The PostgreSQL int4range type used for block_range is decomposed into
two scalar columns (block_range_start, block_range_end) in the Parquet
representation. This avoids the need for a custom range type in Arrow.
GraphQL/PostgreSQL column types map to Arrow data types as follows:
| ColumnType | Arrow DataType | Notes |
|---|---|---|
Boolean |
Boolean |
|
Int |
Int32 |
|
Int8 |
Int64 |
|
Bytes |
Binary |
Raw bytes, no hex encoding |
BigInt |
Utf8 |
Stored as decimal string for arbitrary precision |
BigDecimal |
Utf8 |
Stored as decimal string for arbitrary precision |
Timestamp |
Timestamp(Microsecond, None) |
Microseconds since epoch, no timezone |
String |
Utf8 |
|
Enum(...) |
Utf8 |
Enum variant as string (cast from PG enum to text during dump) |
TSVector(...) |
skipped | Fulltext index columns are generated; rebuilt on restore |
Array columns: A GraphQL list field (e.g. tags: [String!]!) is
stored as List<T> where T is the base Arrow type from the table
above. Whether a column is a list is determined by the GraphQL field type,
not by ColumnType. For example, [String!]! becomes List<Utf8> and
[Int!] becomes List<Int32>.
Nullability follows the GraphQL schema: non-null fields produce non-nullable Arrow columns; optional fields produce nullable columns. List elements within list columns are always marked nullable in the Arrow schema.

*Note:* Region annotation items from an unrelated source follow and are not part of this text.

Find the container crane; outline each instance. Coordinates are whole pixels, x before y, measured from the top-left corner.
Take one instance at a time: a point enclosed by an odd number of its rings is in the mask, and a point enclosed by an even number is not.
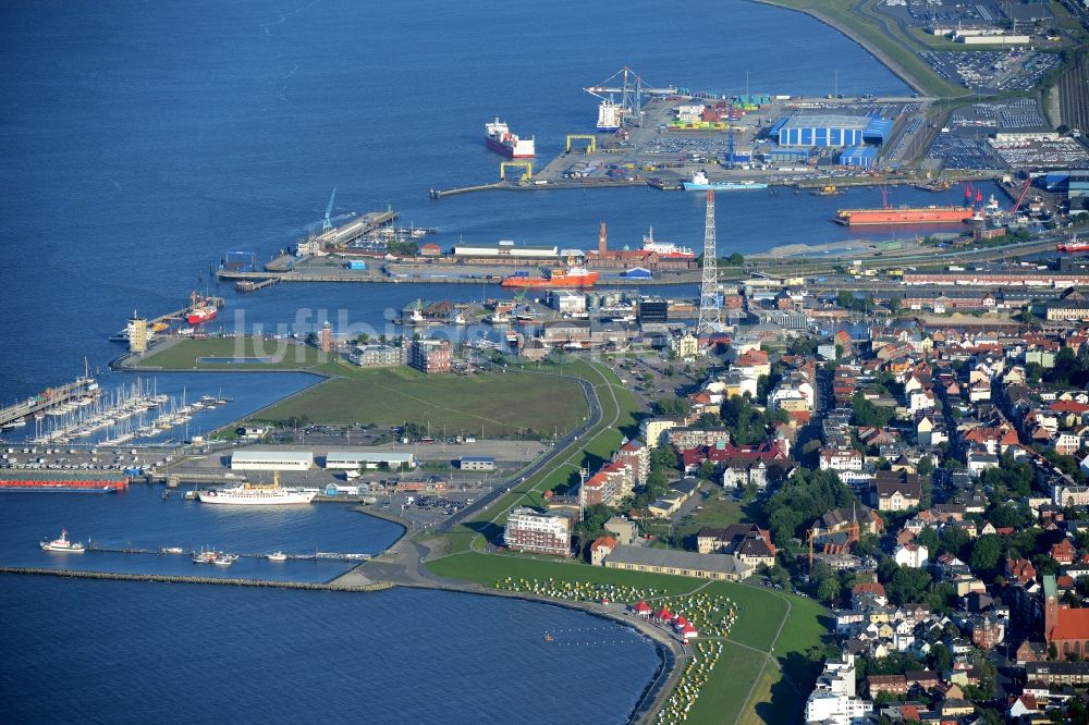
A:
[[[1021,194],[1020,194],[1020,196],[1017,197],[1017,204],[1015,204],[1010,209],[1010,214],[1011,216],[1017,213],[1017,210],[1020,209],[1021,201],[1025,200],[1025,196],[1028,194],[1028,189],[1029,189],[1030,186],[1032,186],[1032,177],[1031,176],[1029,176],[1028,179],[1025,180],[1025,185],[1021,186]]]
[[[619,86],[614,85],[617,79],[620,79]],[[590,86],[583,90],[608,101],[612,101],[613,96],[620,94],[624,122],[635,126],[643,125],[643,97],[645,95],[672,96],[677,93],[677,89],[672,86],[666,88],[645,87],[643,78],[627,65],[605,78],[600,85]]]
[[[321,231],[328,232],[333,228],[332,220],[329,219],[329,214],[333,212],[333,200],[337,198],[337,187],[333,186],[333,193],[329,195],[329,206],[326,207],[326,218],[321,220]]]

The data_sources$ table has a fixed schema independent of the GraphQL
definition:
| Column | Arrow DataType | Nullable | Description |
|---|---|---|---|
vid |
Int64 |
no | Row version ID |
block_range_start |
Int32 |
no | Lower bound of block_range |
block_range_end |
Int32 |
yes | Upper bound (null = unbounded) |
causality_region |
Int32 |
no | Causality region |
manifest_idx |
Int32 |
no | Index into the manifest's data source list |
parent |
Int32 |
yes | Self-referencing parent data source |
id |
Binary |
yes | Data source identifier |
param |
Binary |
yes | Data source parameter |
context |
Utf8 |
yes | JSON context |
done_at |
Int32 |
yes | Block number where the data source was marked done |
All Parquet files use ZSTD compression (default level).

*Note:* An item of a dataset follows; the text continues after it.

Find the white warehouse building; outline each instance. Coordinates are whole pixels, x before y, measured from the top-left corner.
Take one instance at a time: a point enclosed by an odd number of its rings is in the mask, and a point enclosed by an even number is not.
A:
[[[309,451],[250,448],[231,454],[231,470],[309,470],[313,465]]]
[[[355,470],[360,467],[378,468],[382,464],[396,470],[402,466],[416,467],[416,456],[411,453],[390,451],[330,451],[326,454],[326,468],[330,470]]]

Within each Parquet chunk file, rows are ordered by vid (ascending).
This matches the primary key ordering in PostgreSQL and enables efficient
sequential reads during restore.
An incremental dump reads the existing metadata.json, determines the
max_vid for each table, and queries only rows with vid > max_vid. New
rows are written to new chunk files (e.g. chunk_000001.parquet) and the
metadata is updated atomically (write to a temp file, then rename).
The metadata.json file is always written atomically: the dump writes to
metadata.json.tmp first, then renames it to metadata.json. This
ensures that a reader never sees a partially-written metadata file. If the
dump process crashes mid-write, the previous metadata.json remains
intact. The Parquet chunk files are written before metadata.json is
updated, so chunk files referenced by metadata.json are always complete.